Of the 37 homilies, eight (1, 3, 8, 11, 13, 20, 26, 30) are introduced with the formula "Patach R." or "The teacher has commenced"; eight (2, 4–7, 9, 10, 19), with "Hada hu dich'tiv" or "As it is written"; and 21 (12, 14–18, 21–25, 27–29, 31–37), with "Zeh she-amar ha-katuv" or "This is what the Holy Scriptures say."

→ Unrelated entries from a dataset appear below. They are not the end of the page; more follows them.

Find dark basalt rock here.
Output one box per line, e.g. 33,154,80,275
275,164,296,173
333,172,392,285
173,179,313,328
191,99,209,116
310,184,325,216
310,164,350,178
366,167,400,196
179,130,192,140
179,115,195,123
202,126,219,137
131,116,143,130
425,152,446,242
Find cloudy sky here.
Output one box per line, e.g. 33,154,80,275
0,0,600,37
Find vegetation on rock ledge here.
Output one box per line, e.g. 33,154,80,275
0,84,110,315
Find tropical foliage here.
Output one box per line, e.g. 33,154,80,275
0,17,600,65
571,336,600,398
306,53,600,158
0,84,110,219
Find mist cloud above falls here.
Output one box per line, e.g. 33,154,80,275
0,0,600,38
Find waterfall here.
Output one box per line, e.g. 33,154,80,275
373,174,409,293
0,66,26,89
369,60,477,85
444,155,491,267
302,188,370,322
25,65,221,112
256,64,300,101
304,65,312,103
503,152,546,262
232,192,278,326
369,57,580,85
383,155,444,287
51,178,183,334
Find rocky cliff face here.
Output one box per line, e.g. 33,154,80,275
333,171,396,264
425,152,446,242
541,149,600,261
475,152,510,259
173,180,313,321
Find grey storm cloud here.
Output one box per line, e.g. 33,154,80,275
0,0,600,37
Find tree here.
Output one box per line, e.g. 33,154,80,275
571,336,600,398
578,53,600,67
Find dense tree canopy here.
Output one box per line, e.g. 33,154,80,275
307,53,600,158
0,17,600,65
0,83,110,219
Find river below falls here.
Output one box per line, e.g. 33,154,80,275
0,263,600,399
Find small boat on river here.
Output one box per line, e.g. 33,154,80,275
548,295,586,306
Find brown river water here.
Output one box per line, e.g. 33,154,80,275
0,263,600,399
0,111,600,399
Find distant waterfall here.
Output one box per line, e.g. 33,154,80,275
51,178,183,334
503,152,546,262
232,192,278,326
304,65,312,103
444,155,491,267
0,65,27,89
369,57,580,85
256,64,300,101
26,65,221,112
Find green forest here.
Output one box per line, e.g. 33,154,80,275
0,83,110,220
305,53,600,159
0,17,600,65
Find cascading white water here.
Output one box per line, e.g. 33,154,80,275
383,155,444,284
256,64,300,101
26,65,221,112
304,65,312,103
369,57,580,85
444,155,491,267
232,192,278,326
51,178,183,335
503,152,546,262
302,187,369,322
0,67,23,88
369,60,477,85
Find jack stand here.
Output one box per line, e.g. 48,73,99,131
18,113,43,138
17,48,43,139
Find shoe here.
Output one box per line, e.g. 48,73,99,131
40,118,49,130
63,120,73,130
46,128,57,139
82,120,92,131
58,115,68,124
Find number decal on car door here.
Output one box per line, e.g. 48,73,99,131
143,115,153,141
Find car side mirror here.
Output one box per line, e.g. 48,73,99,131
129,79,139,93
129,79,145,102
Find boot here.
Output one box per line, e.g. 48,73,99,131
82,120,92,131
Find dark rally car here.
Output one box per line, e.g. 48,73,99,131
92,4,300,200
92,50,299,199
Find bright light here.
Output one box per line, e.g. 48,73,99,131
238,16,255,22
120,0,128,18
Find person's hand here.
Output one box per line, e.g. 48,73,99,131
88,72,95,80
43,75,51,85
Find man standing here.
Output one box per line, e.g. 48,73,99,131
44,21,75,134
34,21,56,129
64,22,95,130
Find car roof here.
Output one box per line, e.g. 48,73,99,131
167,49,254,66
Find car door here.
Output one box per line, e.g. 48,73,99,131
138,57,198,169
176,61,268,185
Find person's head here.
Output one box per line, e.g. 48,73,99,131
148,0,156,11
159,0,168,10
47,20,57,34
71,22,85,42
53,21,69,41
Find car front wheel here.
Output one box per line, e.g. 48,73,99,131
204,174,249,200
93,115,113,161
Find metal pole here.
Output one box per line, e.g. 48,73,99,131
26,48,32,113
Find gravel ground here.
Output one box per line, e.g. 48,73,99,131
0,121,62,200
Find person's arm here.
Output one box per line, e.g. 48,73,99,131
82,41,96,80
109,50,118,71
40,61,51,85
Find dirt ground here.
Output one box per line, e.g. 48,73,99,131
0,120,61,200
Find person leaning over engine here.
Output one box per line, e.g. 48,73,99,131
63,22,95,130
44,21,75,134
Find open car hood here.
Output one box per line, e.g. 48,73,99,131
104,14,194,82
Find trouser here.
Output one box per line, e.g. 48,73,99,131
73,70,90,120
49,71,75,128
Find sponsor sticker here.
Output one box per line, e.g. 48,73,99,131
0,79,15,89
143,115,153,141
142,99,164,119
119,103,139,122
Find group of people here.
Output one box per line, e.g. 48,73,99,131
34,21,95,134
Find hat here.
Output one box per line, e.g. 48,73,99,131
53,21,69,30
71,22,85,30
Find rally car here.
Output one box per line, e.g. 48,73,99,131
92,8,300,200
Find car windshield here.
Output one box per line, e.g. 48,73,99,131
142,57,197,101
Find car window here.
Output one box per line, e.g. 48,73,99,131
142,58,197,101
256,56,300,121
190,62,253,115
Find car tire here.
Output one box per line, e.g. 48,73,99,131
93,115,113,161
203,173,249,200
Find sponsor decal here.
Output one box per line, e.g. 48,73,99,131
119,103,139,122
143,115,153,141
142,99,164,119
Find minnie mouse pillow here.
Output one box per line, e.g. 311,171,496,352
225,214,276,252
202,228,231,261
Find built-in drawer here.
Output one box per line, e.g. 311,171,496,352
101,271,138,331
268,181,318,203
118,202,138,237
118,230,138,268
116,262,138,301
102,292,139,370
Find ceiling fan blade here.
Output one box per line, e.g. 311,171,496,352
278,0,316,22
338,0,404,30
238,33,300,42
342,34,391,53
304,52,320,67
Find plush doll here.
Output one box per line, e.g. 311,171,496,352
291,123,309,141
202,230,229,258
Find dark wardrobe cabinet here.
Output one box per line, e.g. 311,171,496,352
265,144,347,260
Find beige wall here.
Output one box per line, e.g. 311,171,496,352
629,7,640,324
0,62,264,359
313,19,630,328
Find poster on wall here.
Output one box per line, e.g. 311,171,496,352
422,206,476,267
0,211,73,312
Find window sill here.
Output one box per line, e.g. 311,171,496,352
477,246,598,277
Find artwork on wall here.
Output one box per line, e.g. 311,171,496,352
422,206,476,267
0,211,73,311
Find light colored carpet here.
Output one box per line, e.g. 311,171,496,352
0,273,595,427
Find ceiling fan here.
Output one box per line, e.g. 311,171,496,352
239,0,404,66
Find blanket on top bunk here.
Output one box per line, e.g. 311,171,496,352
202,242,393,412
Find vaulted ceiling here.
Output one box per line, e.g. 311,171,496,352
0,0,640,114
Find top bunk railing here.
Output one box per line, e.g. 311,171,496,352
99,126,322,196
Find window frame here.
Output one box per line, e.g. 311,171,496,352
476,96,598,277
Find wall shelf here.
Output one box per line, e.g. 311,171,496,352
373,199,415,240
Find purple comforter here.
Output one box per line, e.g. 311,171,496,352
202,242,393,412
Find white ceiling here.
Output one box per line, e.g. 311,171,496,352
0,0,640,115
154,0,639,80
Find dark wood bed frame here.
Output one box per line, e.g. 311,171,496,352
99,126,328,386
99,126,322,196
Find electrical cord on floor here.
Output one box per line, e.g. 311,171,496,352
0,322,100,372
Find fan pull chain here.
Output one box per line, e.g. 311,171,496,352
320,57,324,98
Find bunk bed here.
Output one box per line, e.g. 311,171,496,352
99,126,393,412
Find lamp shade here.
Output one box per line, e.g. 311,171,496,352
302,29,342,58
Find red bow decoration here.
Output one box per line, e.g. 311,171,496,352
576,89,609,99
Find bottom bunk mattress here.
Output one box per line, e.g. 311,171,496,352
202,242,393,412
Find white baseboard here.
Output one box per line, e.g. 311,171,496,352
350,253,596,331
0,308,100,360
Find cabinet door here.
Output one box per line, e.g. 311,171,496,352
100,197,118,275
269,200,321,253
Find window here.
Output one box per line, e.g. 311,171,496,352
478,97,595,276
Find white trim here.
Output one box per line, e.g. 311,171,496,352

Weiss explains that the redactor selected only these 37 texts for his exposition as indicating the prior existence of the Sifra, the legal interpretation of Leviticus: "The redactor of the Vayikra Rabbah had nothing to add to the [Sifra]; he collected therefore only those haggadic explanations which he found on various texts and passages." This surmise by Weiss is, however, contradicted by the fact that nearly all the chapters of Leviticus Rabbah (with the exception of chapters 11, 24, 32, 35, and 36) refer to legal passages. Thus, the redactor of Leviticus Rabbah collected homiletic expositions also of such texts as were treated in the Sifra. The conjecture of Theodor that in the older cycle of weekly lessons the passages on which the homilies of Leviticus Rabbah were based consisted in certain paragraphs, or in lessons for certain festivals, seems therefore to be correct.

The length of Leviticus Rabbah is the same as that of the edition quoted by Nathan ben Jehiel in the Arukh, since he refers to passages from chapters 36 and 37 as "the end." Aside from some transpositions, eliminations, and glosses, the printed text of Leviticus Rabbah is noteworthy as containing, at the end of the first three chapters, annotations from Tanna debe Eliyahu which were not contained in the older manuscripts.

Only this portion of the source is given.